La fixation britannique sur les chaussures à l'éclat obsidien remonte au moins aussi loin que Beau Brummell, qui arpentait les rues du Mayfair de l'ère Régence avec des bottes en cuir noir poli au champagne. Ironiquement, c'est une autre icône historique du style britannique - le duc de Windsor, également l'un des premiers Britanniques à porter des vestes déstructurées de style napolitain - qui a été le premier à défier la règle, se faisant fréquemment réprimander par son père pour avoir porté des chaussures marron avec un costume marine dans le Londres des années 1930.

Mais c'est dans l'Italie de l'après-guerre que l'engouement pour les chaussures dans des tons plus terreux a pris son essor, notamment avec Gianni Agnelli (alias L'Avvocato), l'industriel italien et patron de Fiat communément appelé "le parrain du style". Agnelli portait souvent des bottines marron foncé en cuir patiné ou en daim avec ses costumes d'affaires, et son exemple a été suivi par d'autres industriels italiens de l'après-guerre, comme l'ancien président de Ferrari Luca di Montezemolo et Diego Della Valle - qui, en tant que président de Tod's, pourrait être considéré comme le grand prêtre des chaussures décontractées.

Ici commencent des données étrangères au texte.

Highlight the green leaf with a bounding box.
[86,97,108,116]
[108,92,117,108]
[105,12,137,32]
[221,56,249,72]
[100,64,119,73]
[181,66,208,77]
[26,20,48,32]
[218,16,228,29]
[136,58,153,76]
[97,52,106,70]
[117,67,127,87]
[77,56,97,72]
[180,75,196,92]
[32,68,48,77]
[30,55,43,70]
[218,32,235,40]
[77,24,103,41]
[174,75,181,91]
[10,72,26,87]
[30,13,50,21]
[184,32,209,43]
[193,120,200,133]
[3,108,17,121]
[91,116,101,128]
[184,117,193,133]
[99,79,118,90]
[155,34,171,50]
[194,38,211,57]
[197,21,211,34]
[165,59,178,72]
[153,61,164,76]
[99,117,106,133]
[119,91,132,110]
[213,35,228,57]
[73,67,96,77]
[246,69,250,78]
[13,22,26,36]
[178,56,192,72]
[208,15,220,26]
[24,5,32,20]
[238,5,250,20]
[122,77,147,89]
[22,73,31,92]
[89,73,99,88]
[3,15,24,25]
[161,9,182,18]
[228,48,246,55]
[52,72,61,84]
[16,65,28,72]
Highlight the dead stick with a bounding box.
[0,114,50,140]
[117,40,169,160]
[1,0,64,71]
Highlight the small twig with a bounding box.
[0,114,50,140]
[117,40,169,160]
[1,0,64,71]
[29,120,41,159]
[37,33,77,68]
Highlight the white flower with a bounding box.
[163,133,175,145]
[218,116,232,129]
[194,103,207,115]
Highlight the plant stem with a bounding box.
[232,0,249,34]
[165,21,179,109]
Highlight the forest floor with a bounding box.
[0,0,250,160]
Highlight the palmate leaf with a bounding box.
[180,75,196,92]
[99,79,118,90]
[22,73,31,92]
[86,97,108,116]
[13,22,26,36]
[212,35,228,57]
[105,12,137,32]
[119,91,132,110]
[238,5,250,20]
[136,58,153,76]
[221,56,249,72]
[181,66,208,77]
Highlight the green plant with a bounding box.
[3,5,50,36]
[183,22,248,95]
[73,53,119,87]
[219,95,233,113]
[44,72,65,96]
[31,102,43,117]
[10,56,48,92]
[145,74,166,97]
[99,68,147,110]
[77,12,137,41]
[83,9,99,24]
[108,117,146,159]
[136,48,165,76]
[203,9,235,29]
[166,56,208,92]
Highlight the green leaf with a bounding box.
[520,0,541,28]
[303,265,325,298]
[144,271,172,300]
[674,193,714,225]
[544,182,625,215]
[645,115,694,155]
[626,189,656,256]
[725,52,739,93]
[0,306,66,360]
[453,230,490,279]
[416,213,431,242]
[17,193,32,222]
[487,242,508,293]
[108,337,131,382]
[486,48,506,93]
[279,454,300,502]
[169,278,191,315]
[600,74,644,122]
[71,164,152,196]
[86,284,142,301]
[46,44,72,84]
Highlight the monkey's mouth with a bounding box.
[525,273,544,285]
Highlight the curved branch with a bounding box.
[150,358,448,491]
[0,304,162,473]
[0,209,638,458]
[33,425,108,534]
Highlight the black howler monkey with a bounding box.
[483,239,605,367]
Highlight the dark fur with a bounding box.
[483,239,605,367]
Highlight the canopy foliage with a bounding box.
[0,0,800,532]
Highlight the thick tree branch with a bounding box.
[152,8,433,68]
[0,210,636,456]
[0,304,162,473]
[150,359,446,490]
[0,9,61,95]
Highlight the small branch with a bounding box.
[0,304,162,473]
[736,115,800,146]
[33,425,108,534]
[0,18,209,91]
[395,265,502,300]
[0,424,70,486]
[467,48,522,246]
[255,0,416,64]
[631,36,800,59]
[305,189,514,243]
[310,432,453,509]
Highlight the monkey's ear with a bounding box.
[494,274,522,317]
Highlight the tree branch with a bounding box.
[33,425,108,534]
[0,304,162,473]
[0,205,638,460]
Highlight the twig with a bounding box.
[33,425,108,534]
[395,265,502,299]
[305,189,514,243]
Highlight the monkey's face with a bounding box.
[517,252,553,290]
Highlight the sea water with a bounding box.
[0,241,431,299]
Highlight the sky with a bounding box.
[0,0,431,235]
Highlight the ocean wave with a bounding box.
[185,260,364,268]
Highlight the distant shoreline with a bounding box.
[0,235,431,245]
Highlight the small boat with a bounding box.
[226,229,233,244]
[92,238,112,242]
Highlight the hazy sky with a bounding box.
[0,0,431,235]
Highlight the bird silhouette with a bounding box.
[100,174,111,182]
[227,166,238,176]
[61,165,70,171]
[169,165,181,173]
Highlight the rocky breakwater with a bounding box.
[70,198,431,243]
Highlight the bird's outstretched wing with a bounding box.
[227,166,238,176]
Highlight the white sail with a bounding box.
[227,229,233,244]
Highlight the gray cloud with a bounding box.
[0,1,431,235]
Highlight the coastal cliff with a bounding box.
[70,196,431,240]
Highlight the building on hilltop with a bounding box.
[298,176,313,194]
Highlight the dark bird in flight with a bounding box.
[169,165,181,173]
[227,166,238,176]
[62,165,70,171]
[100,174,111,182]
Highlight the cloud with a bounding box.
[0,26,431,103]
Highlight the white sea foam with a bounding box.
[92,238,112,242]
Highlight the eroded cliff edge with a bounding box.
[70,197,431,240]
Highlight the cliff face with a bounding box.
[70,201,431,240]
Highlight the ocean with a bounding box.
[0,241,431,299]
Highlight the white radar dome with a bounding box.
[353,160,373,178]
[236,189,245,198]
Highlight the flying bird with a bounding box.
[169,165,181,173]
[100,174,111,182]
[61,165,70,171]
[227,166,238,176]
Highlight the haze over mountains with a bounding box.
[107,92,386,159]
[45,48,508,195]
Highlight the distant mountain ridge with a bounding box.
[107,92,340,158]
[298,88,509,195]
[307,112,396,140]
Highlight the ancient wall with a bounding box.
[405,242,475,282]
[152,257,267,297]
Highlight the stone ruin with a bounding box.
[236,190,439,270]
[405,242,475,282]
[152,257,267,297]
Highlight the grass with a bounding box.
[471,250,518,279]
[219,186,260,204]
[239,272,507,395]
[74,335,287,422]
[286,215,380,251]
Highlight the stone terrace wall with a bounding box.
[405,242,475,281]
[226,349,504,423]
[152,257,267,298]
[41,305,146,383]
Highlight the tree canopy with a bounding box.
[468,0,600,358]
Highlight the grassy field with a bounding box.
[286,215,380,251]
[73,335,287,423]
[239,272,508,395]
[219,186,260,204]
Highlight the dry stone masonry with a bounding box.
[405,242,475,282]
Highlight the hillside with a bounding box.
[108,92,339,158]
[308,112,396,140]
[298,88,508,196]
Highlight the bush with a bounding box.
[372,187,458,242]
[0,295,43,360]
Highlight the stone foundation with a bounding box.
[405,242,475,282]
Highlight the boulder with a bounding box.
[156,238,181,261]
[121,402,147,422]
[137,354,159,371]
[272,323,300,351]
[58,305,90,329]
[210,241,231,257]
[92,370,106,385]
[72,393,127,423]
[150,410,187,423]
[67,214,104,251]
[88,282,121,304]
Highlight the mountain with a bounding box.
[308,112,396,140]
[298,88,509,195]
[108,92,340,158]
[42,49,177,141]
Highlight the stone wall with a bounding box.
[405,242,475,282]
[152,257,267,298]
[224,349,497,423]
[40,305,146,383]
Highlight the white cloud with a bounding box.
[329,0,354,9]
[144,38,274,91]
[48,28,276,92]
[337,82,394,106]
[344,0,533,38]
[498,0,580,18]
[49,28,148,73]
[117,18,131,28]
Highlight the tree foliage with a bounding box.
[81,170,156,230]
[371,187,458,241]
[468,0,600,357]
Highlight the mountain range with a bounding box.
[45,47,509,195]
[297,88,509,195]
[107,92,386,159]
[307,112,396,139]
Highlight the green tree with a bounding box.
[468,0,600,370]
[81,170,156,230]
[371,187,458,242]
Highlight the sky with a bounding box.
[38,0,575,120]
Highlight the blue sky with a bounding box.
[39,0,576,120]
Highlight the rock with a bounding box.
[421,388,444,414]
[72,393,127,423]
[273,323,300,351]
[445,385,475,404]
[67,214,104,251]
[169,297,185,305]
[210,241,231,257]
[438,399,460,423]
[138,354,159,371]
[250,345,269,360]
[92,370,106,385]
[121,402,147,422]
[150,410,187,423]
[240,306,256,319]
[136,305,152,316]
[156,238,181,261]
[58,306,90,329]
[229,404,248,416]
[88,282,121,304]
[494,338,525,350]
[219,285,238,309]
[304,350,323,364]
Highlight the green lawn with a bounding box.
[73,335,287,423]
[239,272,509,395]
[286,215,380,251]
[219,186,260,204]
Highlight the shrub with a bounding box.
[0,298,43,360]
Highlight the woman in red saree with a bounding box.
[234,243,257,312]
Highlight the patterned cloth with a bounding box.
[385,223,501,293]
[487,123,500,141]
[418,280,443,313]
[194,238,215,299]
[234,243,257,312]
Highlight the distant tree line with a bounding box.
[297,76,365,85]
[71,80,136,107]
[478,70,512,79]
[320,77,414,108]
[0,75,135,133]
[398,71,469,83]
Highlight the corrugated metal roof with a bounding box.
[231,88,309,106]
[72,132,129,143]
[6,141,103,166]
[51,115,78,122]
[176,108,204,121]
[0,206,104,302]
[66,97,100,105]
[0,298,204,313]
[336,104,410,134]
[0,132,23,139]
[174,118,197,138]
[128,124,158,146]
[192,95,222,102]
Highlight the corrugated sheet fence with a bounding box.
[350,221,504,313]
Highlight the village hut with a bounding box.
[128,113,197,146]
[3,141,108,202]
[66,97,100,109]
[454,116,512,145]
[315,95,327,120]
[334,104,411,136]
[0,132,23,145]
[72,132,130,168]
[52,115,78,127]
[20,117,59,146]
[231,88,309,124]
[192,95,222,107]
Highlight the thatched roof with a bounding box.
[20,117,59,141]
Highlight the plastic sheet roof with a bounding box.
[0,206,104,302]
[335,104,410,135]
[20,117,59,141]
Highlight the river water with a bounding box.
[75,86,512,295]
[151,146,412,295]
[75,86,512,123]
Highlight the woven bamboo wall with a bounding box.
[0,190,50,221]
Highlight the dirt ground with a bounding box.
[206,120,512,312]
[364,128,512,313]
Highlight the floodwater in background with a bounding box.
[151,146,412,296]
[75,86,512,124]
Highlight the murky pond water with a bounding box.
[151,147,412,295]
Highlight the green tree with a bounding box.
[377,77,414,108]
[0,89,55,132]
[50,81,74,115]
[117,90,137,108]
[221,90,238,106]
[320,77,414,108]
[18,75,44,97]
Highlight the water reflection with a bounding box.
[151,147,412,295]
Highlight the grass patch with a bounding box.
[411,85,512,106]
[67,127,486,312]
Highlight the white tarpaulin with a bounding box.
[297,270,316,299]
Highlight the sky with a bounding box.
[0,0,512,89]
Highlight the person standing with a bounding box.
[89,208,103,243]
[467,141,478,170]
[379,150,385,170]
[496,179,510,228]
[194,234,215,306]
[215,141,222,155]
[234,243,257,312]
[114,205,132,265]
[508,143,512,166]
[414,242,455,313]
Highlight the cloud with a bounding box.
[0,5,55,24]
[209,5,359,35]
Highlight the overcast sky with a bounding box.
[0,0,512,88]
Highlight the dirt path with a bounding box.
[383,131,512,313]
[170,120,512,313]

Aujourd'hui encore, une paire d'oxfords noirs simples appartenant à un homme très branché se rendant à la Porta Nuova de Milan ou à l'Esposizione Universale Roma resterait au fond de sa garde-robe, à moins qu'il ne s'habille pour le genre d'événement formel exigeant une telle sobriété sur l'invitation (et accusez ces hommes de folie sartoriale à vos risques et périls). Ce qui nous amène à la première des nombreuses raisons pour lesquelles la maxime "pas de brun en ville" ne devrait pas avoir de poids pour les hommes d'aujourd'hui qui ont le sens du style. Le style est aujourd'hui plus omniprésent que jamais, et c'est tant mieux, et le dogme "pas de brun en ville" apparaît comme un concept britannique suranné et désuet : en fait, un anachronisme fondé sur la classe sociale, hérité de l'époque du chapeau melon et de la serviette de la City de Londres.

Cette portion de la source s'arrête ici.